We conducted our audits in accordance with the standards of the Public Company Accounting Oversight Board (United States). Those standards require that we plan and perform the audit to obtain reasonable assurance about whether the financial statements are free of material misstatement. We were not engaged to perform an audit of the Plan's internal control over financial reporting. Our audits included consideration of internal control over financial reporting as a basis for designing audit procedures that are appropriate in the circumstances, but not for the purpose of expressing an opinion on the effectiveness of the Plan's internal control over financial reporting. Accordingly, we express no such opinion. An audit also includes examining, on a test basis, evidence supporting the amounts and disclosures in the financial statements, assessing the accounting principles used and significant estimates made by management, and evaluating the overall financial statement presentation. We believe that our audits provide a reasonable basis for our opinion.

In our opinion, the financial statements referred to above present fairly, in all material respects, the net assets available for benefits of the GATX Corporation Hourly Employees Retirement Savings Plan at December 31, 2012 and 2011, and the changes in its net assets available for benefits for the years then ended, in conformity with U.S. generally accepted accounting principles.

Our audits were conducted for the purpose of forming an opinion on the financial statements taken as a whole.

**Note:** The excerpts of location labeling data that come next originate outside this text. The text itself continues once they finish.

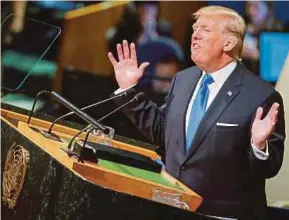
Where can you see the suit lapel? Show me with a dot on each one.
(226, 95)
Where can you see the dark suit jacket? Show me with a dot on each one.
(220, 164)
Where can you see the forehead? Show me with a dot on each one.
(210, 20)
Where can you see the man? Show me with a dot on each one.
(222, 127)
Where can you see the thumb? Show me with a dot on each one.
(143, 66)
(259, 113)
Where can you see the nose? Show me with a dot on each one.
(196, 35)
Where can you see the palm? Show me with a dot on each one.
(263, 128)
(126, 70)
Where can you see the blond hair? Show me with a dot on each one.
(235, 24)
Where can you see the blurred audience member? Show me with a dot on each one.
(260, 18)
(165, 70)
(141, 24)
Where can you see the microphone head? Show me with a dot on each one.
(129, 92)
(139, 95)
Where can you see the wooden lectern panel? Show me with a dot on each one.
(159, 187)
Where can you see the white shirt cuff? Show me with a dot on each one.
(120, 90)
(261, 155)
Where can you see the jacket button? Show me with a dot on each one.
(183, 168)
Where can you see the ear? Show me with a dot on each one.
(230, 42)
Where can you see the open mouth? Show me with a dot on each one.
(195, 46)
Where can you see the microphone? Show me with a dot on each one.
(70, 106)
(125, 93)
(135, 98)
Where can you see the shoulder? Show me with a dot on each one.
(188, 72)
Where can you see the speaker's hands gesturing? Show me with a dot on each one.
(127, 72)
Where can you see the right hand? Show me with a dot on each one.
(127, 72)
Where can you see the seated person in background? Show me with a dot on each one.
(141, 24)
(165, 70)
(260, 18)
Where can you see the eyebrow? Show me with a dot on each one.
(202, 26)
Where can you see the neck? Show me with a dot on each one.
(213, 67)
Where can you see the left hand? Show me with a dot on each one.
(263, 128)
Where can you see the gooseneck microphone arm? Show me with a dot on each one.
(70, 106)
(34, 104)
(127, 92)
(136, 98)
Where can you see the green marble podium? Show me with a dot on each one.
(55, 186)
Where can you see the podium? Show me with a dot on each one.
(40, 181)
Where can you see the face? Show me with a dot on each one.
(207, 41)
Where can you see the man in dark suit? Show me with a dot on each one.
(222, 128)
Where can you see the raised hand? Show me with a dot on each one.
(127, 72)
(262, 129)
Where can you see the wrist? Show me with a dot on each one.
(259, 144)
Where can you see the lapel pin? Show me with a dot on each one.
(229, 93)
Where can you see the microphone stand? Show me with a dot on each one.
(69, 151)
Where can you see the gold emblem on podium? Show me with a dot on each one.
(14, 174)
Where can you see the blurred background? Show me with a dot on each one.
(63, 46)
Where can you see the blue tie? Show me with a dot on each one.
(198, 109)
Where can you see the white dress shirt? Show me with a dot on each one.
(220, 76)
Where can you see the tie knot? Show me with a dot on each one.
(208, 79)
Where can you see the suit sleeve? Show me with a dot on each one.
(148, 117)
(270, 167)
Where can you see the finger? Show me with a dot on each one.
(273, 108)
(133, 52)
(112, 59)
(275, 117)
(125, 49)
(143, 66)
(259, 113)
(119, 52)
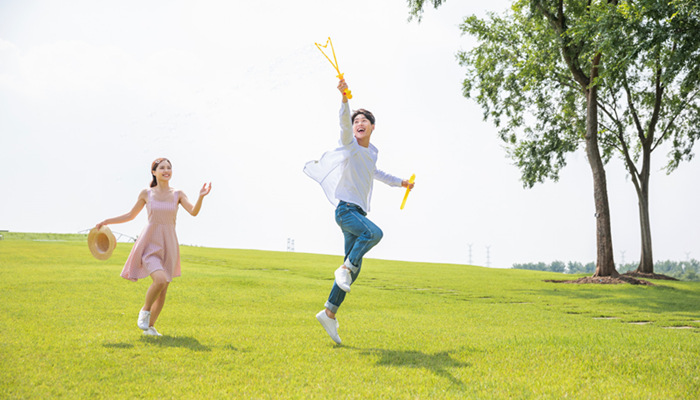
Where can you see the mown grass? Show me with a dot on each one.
(240, 324)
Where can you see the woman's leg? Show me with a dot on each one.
(158, 305)
(159, 284)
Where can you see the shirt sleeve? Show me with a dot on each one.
(346, 136)
(389, 179)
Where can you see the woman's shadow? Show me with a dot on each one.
(176, 341)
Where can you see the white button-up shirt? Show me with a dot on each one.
(348, 172)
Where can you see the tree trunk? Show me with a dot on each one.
(605, 264)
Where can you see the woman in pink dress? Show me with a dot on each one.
(156, 252)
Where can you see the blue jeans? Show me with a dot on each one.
(361, 235)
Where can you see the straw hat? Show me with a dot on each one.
(101, 242)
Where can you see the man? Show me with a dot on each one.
(347, 175)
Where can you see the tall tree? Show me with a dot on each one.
(540, 89)
(647, 91)
(650, 91)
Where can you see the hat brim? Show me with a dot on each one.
(101, 242)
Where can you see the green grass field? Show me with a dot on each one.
(240, 324)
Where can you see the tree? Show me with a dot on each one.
(650, 89)
(647, 89)
(527, 73)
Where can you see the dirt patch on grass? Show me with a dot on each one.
(635, 274)
(605, 280)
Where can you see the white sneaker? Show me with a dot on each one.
(329, 324)
(343, 278)
(144, 320)
(151, 331)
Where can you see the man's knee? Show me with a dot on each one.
(376, 234)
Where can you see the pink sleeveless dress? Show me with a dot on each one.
(157, 247)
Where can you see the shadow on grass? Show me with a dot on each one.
(176, 341)
(436, 363)
(118, 345)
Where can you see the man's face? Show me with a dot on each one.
(362, 127)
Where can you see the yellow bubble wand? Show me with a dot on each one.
(408, 190)
(347, 92)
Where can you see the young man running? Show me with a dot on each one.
(347, 175)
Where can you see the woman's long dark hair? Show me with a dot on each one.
(154, 166)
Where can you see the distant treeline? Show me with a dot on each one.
(683, 270)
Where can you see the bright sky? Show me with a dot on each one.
(237, 94)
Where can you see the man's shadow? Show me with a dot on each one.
(437, 363)
(176, 341)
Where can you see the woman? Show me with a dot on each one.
(156, 252)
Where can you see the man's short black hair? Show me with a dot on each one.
(364, 112)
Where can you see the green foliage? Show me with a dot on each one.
(683, 270)
(416, 7)
(240, 324)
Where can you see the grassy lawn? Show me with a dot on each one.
(240, 324)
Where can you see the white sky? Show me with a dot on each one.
(237, 94)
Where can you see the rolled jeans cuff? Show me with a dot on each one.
(351, 267)
(331, 307)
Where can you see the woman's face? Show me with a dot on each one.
(163, 171)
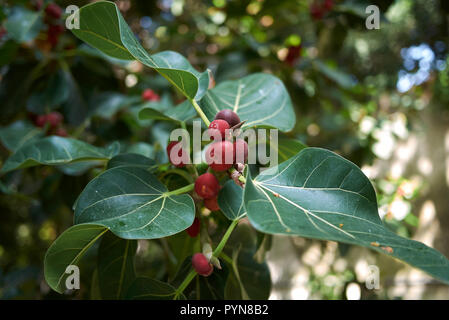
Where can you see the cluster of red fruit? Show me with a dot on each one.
(221, 155)
(150, 95)
(53, 121)
(320, 8)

The accompanying supplemental schedule of assets (held at end of year) as of December 31, 2012, is presented for purposes of additional analysis and is not a required part of the financial statements but is supplementary information required by the Department of Labor's Rules and Regulations for Reporting and Disclosure under the Employee Retirement Income Security Act of 1974. Such information has been subjected to the auditing procedures applied in our audits of the financial statements and, in our opinion, is fairly stated in all material respects in relation to the financial statements taken as a whole.

/s/ Ernst & Young LLP

June 24, 2013

Chicago, Illinois

3

EIN 36-1124040

Plan #004

GATX Corporation Hourly Employees Retirement Savings Plan

Statements of Net Assets Available for Benefits

December 31 — 2012 2011
Assets
Investments in mutual funds $ 3,497,322 $ 3,017,711
Interest in collective trusts 2,826,606 2,653,818
Interest in GATX Stock Fund 1,041,704 1,038,694
Total investments at fair value 7,365,632 6,710,223
Notes receivable from participants 596,751 503,410
Total assets 7,962,383 7,213,633
Adjustment from fair value to contract value for interest in collective trusts relating to fully benefit-responsive investment contracts (27,637 ) (24,720 )
Net assets available for benefits $ 7,934,746 $ 7,188,913

The accompanying notes are an integral part of these statements.

4

EIN 36-1124040

Plan #004

GATX Corporation Hourly Employees Retirement Savings Plan

Statements of Changes in Net Assets Available for Benefits

Year Ended December 31 — 2012 2011
Additions
Investment income:
Net investment gain from GATX Stock Fund $ 16,828 $ 223,678
Net investment gain (loss) from mutual funds 325,700 (117,948 )
Net investment gain from collective trusts 276,491 4,022
Interest and dividend income 110,992 90,924
Total investment income 730,011 200,676
Contributions
Employer contributions 152,812 154,350
Participant contributions 371,621 373,691
Rollover contributions 29,647
Total contributions 554,080 528,041
Interest income on notes receivable from participants 24,662 23,065
Total additions 1,308,753 751,782
Deductions
Benefit payments 551,472 955,975
Administrative fees 6,099 5,473
Transfer to GATX Corporation Salaried Employees Retirement Savings Plan 5,349 138,488
Total deductions 562,920 1,099,936
Net increase (decrease) 745,833 (348,154 )
Net assets available for benefits at beginning of year 7,188,913 7,537,067
Net assets available for benefits at end of year $ 7,934,746 $ 7,188,913

The accompanying notes are an integral part of these statements.

5

GATX Corporation Hourly Employees Retirement Savings Plan

Notes to Financial Statements

EIN 36-1124040

Plan# 004

1. Description of the Plan

The following description of the GATX Corporation (GATX or the Company) Hourly Employees Retirement Savings Plan (the Plan) provides only general information. Participants should refer to the Plan document for a more complete description of the Plan's provisions.

General

The Plan is a defined-contribution plan, established January 1, 1994, for hourly union employees of GATX, who have completed at least 520 hours of service within the last 12 months. The Plan is subject to the provisions of the Employee Retirement Income Security Act of 1974, as amended (ERISA). Fidelity Management Trust Company has been appointed trustee of the Plan and also serves as the record keeper to maintain the individual accounts of each Plan participant.

Contributions

Each year, participants may make basic contributions of 1% to 50% of eligible pretax compensation, as defined in the Plan, and participants who have attained the age of 50 before the close of the plan year may make catch-up contributions of 1% to 25% of eligible pretax compensation. Participants may also contribute amounts representing distributions from other qualified defined-benefit or defined-contribution plans. Participant contributions are made through payroll deductions and are recorded in the period the deductions are made.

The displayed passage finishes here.